For this test, we're constructing a map containing 100,000 hash values, with 10 page hits for each.

Size on disk

Looking first at the size on-disk of the resulting maps, they're all within an order of magnitude, with diskmap using the least space:

odht   : 5,898,288 bytes
bincode: 5,200,008 bytes
diskmap: 4,850,000 bytes

We could further reduce size in each case with optimizations like variable-length integer encoding, but that would complicate reading.

Reading from an in-memory map

In this next case, we take an already in-memory representation of the hashmaps and read the key 561,388 from it. When it comes to reading values from a loaded hashmap, as expected the in-memory bincode map performs the best. At this point it's just a standard HashMap, which is already a very efficient datastructure in Rust. The important thing for us is that diskmap remains competitive:

diskmap: 159 ns/iter (+/- 12)
odht   : 102 ns/iter (+/- 6)
bincode:  24 ns/iter (+/- 1)

The advantage odht displays here is because it supports a fixed number of values per key; diskmap incurs some additional overhead because each key can be mapped to any number of values, which is important in our scenario.

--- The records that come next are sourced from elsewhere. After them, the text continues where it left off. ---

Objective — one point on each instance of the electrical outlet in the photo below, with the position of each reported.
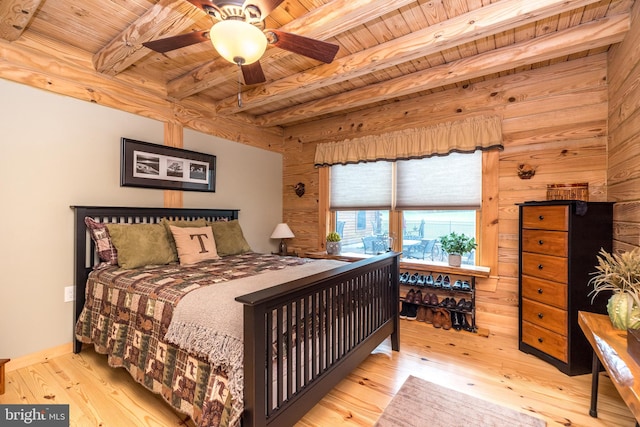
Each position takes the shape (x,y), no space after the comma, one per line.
(69,294)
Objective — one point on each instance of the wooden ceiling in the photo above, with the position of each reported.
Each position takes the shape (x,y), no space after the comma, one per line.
(390,50)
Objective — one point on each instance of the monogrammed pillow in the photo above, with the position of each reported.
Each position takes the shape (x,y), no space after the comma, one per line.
(195,244)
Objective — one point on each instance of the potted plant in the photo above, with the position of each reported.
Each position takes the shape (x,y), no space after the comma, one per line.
(620,274)
(457,245)
(333,243)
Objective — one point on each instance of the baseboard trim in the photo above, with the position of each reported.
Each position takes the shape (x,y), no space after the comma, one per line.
(39,357)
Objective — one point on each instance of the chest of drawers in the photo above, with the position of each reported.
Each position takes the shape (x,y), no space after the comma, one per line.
(559,242)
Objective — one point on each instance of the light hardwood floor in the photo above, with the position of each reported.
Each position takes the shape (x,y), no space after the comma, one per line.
(487,367)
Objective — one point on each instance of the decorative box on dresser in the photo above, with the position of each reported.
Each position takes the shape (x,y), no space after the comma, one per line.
(559,243)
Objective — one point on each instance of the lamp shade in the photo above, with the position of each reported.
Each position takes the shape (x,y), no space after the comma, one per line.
(282,231)
(238,41)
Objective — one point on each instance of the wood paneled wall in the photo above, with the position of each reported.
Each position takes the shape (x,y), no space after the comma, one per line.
(624,136)
(554,119)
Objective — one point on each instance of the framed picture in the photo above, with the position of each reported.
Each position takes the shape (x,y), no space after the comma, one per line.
(143,164)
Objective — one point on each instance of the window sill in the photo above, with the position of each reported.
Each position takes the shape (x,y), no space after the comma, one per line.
(443,267)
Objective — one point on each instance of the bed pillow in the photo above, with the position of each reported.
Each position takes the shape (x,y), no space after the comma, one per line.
(229,238)
(104,246)
(201,222)
(141,244)
(194,244)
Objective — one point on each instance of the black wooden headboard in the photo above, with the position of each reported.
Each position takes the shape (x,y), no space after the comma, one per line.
(85,256)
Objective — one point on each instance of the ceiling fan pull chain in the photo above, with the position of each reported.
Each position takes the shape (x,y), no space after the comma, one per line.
(239,88)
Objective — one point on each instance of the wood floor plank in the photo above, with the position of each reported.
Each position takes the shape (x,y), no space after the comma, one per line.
(490,368)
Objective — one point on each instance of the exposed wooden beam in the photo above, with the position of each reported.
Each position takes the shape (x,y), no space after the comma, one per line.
(321,23)
(15,16)
(465,28)
(576,39)
(42,63)
(164,18)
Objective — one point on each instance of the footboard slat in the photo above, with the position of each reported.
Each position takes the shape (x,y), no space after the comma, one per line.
(325,325)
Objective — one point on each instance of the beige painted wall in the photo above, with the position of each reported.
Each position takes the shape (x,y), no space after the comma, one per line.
(56,152)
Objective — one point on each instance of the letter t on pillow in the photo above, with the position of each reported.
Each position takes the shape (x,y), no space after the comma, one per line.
(194,244)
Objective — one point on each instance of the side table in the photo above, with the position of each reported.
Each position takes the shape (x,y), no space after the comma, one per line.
(2,363)
(610,349)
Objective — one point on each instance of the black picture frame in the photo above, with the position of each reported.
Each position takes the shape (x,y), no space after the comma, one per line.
(143,164)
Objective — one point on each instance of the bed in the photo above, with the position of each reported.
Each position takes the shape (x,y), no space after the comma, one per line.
(300,335)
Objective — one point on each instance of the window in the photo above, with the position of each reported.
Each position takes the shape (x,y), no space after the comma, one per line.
(422,229)
(434,196)
(372,238)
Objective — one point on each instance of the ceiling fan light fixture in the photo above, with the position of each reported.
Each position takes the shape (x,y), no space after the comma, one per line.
(238,42)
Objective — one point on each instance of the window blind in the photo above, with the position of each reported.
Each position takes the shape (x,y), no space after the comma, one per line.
(448,182)
(361,186)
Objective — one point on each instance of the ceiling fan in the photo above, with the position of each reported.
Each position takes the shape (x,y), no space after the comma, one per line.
(239,36)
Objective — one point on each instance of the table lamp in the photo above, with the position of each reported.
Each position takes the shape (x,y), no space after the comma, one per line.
(282,232)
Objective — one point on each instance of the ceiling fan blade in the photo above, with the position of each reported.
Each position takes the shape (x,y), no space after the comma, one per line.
(265,6)
(203,4)
(176,42)
(312,48)
(253,73)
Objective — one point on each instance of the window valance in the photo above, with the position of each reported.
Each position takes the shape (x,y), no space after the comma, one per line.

Reading directly from disk

The final case is the same as the previous one, except we also pay the cost of converting from the on-disk into the in-memory representation. This is the main use-case for Seq's indexing. Instead of keeping indexes resident in-memory, we memory map them on-demand, relying on the OS's page cache to keep fragments of them warm if they're frequently used.

Both diskmap and odht are able to operate off the raw on-disk bytes with no deserialization step needed. Both can be memory-mapped from a file and used as-is whereas the bincode implementation needs to be decoded using bincode before it can be used.

bincode: 7,595,600 ns/iter (+/- 1,041,337)
diskmap:       161 ns/iter (+/- 19)
odht:          107 ns/iter (+/- 6)

Exploring the source

We wrote our own disk-backed hashmap to support high-cardinality indexing in Seq. It forms part of a pluggable indexing scheme, so we can continue developing new approaches in the future for differently shaped indexing problems. It was a lot of fun to write, the implementation satisfies our requirements for both storage and read efficiency, and best of all, it fits comfortably in a single file. You can explore the source yourself here on GitHub.